ペルピニャンガーネット詳説

フランスのアンティークジュエリーがお好きな方であれば、ペルピニャンガーネットという言葉やそのジュエリーを一度は目にしたことがあるのではないでしょうか。今回取り上げるのはアンティークジュエリーで使用されているものですが、「ペルピニャンガーネット」という表現・言葉にはいろいろな側面がありますので、まずその辺りをしっかり定義・確認しておきたいと思います。
※ペルピニャン(Perpignan)はスペイン国境と接する南仏Pyrénées-Orientales県の県庁所在地です。

さて、皆さまはペルピニャンガーネットというと言葉で何をイメージされますでしょうか?日本では1900年代初頭まで短い期間にペルピニャン地方で産出したガーネット、またはそのガーネットを使用した幻のアンティークジュエリーというイメージが強いかと思います。これはこれで決して間違いではないのですが、現代という時代に身を置いてこの言葉を俯瞰すると少し異なる側面が見えてきます。

フランス語では"Grenat de Perpignan"になりますが、2018年11月より"Grenat de Perpignan"はIG(Indications géographiques)の一つとなりました。IGとは、国によって管理されている産地呼称統制の一つで、ワインのAOC的なものです。詳細な説明は割愛しますが、例えばワインのラベルに記載されている"AOC Bordeaux"のように、"IG Grenat de Perpignan"と表記されます。
IG Grenat de Perpignanの授与式の風景出典:”Grenat de Perpignan”

この"IG Grenat de Perpignan"は、主に以下の条件を満たしたジュエリー製品(厳密に言うと製品を制作している事業者)に対して付与されます。

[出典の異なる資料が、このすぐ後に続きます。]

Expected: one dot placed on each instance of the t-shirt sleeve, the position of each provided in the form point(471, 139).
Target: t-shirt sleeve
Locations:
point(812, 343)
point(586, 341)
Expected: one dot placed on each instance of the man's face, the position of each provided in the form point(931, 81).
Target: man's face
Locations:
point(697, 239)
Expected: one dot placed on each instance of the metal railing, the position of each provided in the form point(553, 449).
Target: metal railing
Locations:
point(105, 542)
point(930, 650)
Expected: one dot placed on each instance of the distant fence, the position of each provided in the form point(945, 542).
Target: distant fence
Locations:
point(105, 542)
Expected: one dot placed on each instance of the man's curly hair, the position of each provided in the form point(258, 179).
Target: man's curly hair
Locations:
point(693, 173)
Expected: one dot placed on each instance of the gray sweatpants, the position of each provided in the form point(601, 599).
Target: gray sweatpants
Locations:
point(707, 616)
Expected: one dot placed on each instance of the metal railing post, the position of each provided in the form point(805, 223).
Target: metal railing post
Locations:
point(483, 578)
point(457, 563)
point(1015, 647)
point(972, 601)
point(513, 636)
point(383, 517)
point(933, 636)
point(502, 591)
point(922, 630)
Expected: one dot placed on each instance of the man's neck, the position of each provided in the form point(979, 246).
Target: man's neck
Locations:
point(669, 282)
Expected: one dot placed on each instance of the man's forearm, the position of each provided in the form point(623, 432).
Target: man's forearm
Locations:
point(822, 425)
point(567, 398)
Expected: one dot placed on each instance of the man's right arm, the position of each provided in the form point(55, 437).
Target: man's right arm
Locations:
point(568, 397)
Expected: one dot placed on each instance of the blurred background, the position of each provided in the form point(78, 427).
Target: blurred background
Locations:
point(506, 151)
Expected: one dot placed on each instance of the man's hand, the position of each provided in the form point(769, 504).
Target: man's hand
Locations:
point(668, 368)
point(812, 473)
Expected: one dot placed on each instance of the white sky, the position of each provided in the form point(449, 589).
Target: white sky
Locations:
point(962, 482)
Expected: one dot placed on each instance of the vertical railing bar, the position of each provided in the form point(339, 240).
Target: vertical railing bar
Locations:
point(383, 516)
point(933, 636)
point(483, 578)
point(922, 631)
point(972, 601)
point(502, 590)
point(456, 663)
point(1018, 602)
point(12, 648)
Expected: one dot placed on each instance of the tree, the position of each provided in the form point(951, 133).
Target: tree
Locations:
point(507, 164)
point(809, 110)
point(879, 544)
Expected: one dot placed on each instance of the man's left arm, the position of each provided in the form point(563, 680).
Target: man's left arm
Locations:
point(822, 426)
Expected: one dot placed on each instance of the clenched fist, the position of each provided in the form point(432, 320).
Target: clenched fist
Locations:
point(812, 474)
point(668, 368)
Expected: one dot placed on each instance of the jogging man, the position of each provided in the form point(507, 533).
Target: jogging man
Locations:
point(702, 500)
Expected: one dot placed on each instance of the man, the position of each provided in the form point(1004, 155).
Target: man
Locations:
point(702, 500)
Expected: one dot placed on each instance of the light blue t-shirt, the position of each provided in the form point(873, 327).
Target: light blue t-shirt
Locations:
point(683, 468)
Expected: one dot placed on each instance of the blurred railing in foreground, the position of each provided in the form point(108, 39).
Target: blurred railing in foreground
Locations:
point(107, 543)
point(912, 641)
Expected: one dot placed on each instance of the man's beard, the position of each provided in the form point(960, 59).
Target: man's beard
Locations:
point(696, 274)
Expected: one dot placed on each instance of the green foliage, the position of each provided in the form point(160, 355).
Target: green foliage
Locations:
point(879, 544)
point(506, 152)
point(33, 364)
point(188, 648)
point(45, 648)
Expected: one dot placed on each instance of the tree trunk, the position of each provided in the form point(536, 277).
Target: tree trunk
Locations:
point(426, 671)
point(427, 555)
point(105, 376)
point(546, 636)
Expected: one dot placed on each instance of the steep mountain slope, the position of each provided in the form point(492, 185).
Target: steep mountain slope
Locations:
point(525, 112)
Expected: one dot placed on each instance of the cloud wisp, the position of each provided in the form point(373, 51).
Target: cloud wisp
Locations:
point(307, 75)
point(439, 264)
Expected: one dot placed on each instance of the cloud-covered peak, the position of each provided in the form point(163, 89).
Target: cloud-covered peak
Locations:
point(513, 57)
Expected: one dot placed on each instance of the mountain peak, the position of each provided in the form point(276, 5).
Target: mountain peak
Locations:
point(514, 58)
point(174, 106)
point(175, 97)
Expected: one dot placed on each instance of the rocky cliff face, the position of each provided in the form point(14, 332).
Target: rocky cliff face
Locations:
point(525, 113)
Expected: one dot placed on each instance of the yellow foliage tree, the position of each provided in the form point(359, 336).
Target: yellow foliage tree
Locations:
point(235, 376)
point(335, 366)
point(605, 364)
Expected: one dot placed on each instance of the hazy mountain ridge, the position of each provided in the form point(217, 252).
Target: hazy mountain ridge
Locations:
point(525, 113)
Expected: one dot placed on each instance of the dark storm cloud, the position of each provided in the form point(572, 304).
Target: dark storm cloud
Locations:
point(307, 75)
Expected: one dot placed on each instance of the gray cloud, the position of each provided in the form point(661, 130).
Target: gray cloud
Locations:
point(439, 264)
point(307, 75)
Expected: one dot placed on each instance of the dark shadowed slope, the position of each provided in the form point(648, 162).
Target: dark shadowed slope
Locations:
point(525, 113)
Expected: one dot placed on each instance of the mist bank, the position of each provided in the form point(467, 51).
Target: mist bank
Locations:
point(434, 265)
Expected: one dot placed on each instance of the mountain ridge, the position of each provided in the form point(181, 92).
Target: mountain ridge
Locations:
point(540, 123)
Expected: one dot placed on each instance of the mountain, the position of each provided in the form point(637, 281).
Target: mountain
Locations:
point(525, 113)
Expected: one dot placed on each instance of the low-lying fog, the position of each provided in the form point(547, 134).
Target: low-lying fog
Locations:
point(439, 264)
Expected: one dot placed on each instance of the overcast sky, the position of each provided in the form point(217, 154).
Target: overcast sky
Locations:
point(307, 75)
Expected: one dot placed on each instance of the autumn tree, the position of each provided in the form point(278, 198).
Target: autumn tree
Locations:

  • ペルピニャンの伝統的な方法でガーネットをカットしている("Taille Perpignan"とも呼ばれるローズカット)
  • 18Kゴールド台座の上に定まった伝統的方法でガーネットを留めている
  • Pyrénées-Orientales県の事業者が制作したものである

「この地方で採掘されたガーネットを使用」という条件はありません(基本的に現在ガーネットは採掘されていないので当たり前ですが)。近年Grenat de Perpignanのジュエリーで使用されているガーネットは、西アフリカの国々やマダガスカル、アジアなどから輸入したものです。
つまり、"Grenat de Perpignan"と呼ばれるジュエリーは現在でも制作されているということです。この記事を書いている時点の情報では、認定事業者が13事業者(従業員総数45人)のみとなっていますので、認定のハードルはそこそこ高そうです。

フランス的基準で定義すると、"Grenat de Perpignan"と称するものはざっと以下に分類することができます。
※悪意を持って制作されたアンティークのレプリカ的製品は除きます

①"IG Grenad de Perpignan"ルールに準じて制作された現代のジュエリー
②ペルピニャン近隣地域以外で産出したガーネットを使用してペルピニャンや近隣地域で制作されたアンティークジュエリー
③ペルピニャン近隣で産出したガーネット("Grenat Catalan"、後述)を使用してペルピニャンや近隣地域で制作されたアンティークジュエリー

 理論的には「過去にペルピニャン近隣で産出したガーネットを使用した現代のジュエリー」という分類項目もあり得ますが、そのような無意味なジュエリーを制作される方はいらっしゃらないと思いますので、分類には含めませんでした。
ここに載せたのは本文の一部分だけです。